Okay. I’d like to ask you a question about some of then recent press about Project [indistinct] how Japan and US and China and those of us who follow China I think [indistinct] Chinese [indistinct] we remember Tony Abbott’s comments about Japan being our best friend in the region. So, I was wondering if you could make some comments about your plans for the [indistinct] in China in an official capacity or are you going for a family holiday? And how – what it’s like to make new friends in the region with China and India…
Well, we’d like to be best friends with all our neighbours in the region including China and Japan because if we could achieve that we will live in a peaceful region and we’ll all thrive as a result of that. The report today about Operation Talisman Sabre and who’s been invited to observe it, the basic fact is nobody’s been invited at this stage. So, the report is not even based on a true premise in relation to that so we haven’t got to that stage of inviting observers to it and I expect we will invite a range of observers as we’ve invited in previous years. I mean, as I said in my speech, we are interested in relation to China, we have official’s level meetings, we have educational exchanges.
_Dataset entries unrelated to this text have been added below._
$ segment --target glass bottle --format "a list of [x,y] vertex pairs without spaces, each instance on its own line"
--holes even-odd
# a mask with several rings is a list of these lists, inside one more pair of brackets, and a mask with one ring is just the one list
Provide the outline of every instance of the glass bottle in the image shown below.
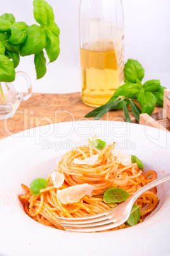
[[98,107],[124,82],[121,0],[81,0],[79,29],[82,100]]

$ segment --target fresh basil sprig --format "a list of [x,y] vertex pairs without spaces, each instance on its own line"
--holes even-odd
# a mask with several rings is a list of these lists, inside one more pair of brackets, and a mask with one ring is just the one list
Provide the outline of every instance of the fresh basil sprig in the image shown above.
[[138,159],[138,157],[136,157],[136,155],[131,155],[131,160],[132,162],[136,162],[140,169],[144,168],[143,162],[140,159]]
[[130,216],[126,222],[131,226],[138,224],[140,221],[141,215],[141,213],[140,211],[140,206],[134,204],[132,207]]
[[92,146],[95,146],[97,149],[103,149],[106,146],[107,143],[105,141],[102,141],[100,139],[97,139],[93,140],[91,141]]
[[46,180],[43,178],[35,179],[30,184],[30,190],[32,195],[38,196],[40,194],[40,190],[43,188],[46,188],[48,185]]
[[[138,60],[129,59],[124,66],[126,83],[115,90],[113,96],[105,104],[88,113],[85,117],[95,117],[95,120],[98,120],[108,111],[123,110],[126,120],[131,122],[127,108],[130,103],[132,111],[138,122],[141,113],[151,115],[156,104],[162,106],[164,89],[166,87],[162,87],[160,81],[157,80],[147,81],[142,85],[145,70],[141,64]],[[118,99],[120,101],[118,101]],[[138,100],[141,110],[133,100]]]
[[107,204],[122,202],[129,197],[129,194],[121,188],[112,188],[105,192],[103,201]]
[[39,25],[29,26],[23,22],[16,22],[11,13],[0,16],[0,82],[15,80],[13,74],[20,55],[35,55],[37,79],[39,79],[46,73],[44,49],[49,62],[55,61],[60,53],[60,29],[55,22],[52,7],[43,0],[34,0],[33,5],[34,16]]

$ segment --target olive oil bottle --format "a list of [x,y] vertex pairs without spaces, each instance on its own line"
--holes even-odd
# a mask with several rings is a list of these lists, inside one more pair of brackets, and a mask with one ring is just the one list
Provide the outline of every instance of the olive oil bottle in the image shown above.
[[121,1],[82,0],[79,25],[82,100],[98,107],[124,82]]

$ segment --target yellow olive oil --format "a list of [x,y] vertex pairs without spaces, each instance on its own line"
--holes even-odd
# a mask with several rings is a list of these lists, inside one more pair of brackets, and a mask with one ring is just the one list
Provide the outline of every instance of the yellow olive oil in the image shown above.
[[82,100],[98,107],[105,104],[124,82],[124,49],[116,52],[112,41],[81,48]]

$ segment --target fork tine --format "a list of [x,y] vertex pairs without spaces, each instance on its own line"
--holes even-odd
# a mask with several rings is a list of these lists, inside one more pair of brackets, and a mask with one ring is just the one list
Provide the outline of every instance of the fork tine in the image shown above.
[[84,227],[88,227],[88,228],[90,228],[90,227],[99,227],[99,226],[101,226],[101,225],[107,225],[107,224],[113,224],[113,223],[116,223],[117,222],[117,220],[114,220],[114,219],[111,219],[111,220],[109,220],[109,219],[107,219],[107,220],[103,220],[103,221],[101,221],[101,222],[97,222],[97,223],[91,223],[91,224],[75,224],[75,225],[74,224],[73,224],[73,225],[70,225],[70,224],[68,224],[67,223],[67,222],[60,222],[62,225],[63,225],[63,226],[64,227],[72,227],[72,228],[74,228],[74,227],[82,227],[82,228],[84,228]]
[[114,227],[118,227],[120,225],[122,224],[124,222],[118,222],[116,223],[112,223],[112,224],[110,225],[101,225],[98,227],[83,227],[82,229],[68,229],[66,228],[67,231],[70,231],[70,232],[99,232],[99,231],[106,231],[108,229],[113,229]]
[[107,217],[109,213],[112,209],[108,210],[106,211],[103,211],[101,213],[96,214],[95,215],[92,215],[88,217],[82,217],[82,218],[63,218],[63,217],[57,217],[60,220],[69,220],[70,221],[72,220],[72,222],[77,222],[77,221],[84,221],[84,220],[91,220],[95,218],[98,218],[101,217]]
[[[110,220],[111,221],[111,218],[110,217],[106,217],[105,218],[95,218],[93,220],[87,220],[87,221],[84,221],[84,222],[60,222],[60,223],[63,225],[72,225],[75,227],[75,225],[86,225],[86,224],[95,224],[95,223],[98,223],[98,222],[101,222],[103,221],[108,221]],[[112,218],[112,221],[113,222],[115,222],[115,221],[117,221],[117,220],[114,219],[114,218]]]

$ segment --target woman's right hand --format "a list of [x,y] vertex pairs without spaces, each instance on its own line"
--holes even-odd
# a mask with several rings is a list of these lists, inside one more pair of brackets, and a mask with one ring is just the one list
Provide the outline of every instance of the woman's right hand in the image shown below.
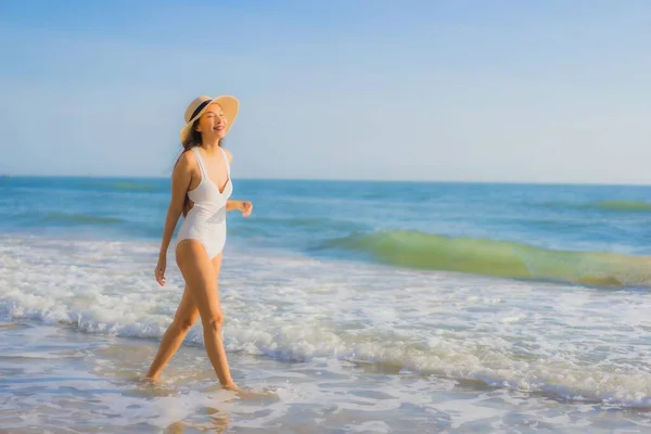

We think that those things are good. We also believe that the joint training exercises that we undertake with various countries are actually to the advantage to of all countries concerned because of armed forces can get to know each other and have an understanding of each other then hopefully that also will lead to a more peaceful outcome than we otherwise be the case where lack of knowledge and lack of personal rapport, even down to the level of individuals can lead to suspicion and suspicion can lead then to wrong decisions sometimes being made which is undesirable.
So, our attitude as a trading nation is that we are friends of the world. If you think about it, Australia’s probably got more people who have come from more parts of the world to settle here and make Australia home and regard themselves as part of this great nation than I suspect any other country in the world. So, that’s our cultural basis if you like in this country and therefore one in which we wish to be optimistic about our future, I’m not negating or downplaying tensions and challenges that will exist from time to time. Of course they will but our outlook is one to be optimistic about the future and one in which we would like to have a role in which we can live in a peaceful region and indeed a peaceful world.